Sergeant Adam Gray made it home from a year's tour in Iraq only to die in his barracks. For more than three years, reporter Joshua Phillips - with the support of Adam's mother and the cooperation of his Army buddies - investigated Adam's death. What Phillips uncovered was a story of American veterans psychologically scarred by the abuse they had meted out to Iraqi prisoners. How did US forces turn to torture? Phillips' narrative recounts the journey of a tank battalion - trained for conventional combat - as its focus switches to guerrilla war and prisoner detention. It tells of how a group of ordinary soldiers, ill trained for the responsibilities foisted upon them, descended into the degradations of abuse. The location is far from CIA prisons and Guantanamo, but the story captures the widespread use and nature of torture in the US armed forces. Based on firsthand reporting from Iraq and Afghanistan, as well as interviews with soldiers, their families and friends, military officials, and the victims of torture, "None of Us Were Like This Before" reveals how soldiers, senior officials, and the US public came to believe that torture was both effective and necessary.

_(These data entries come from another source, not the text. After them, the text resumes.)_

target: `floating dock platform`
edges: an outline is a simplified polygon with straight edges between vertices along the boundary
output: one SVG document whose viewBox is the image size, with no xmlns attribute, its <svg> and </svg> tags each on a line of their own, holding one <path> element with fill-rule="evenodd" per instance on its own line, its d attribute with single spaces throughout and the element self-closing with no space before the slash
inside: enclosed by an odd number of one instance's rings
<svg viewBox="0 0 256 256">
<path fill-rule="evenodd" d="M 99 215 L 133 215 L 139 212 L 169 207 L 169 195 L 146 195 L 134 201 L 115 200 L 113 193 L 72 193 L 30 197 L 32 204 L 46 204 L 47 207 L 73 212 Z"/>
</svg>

The book illustrates that the damaging legacy of torture is not only borne by the detainees, but also by American soldiers and the country to which they've returned.
Joshua E. S. Phillips is based in New York City and has reported from Asia and the Middle East. His work has appeared in the Washington Post, Newsweek, Salon, the San Francisco Chronicle, and the Atlanta Journal-Constitution, among other publications. His radio features have been broadcast on NPR and the BBC. In 2009, Phillips received the Alfred I. duPont-Columbia University Award and the Newspaper Guild's Heywood Broun Award of Substantial Distinction for his American Radio Works documentary What Killed Sergeant Gray.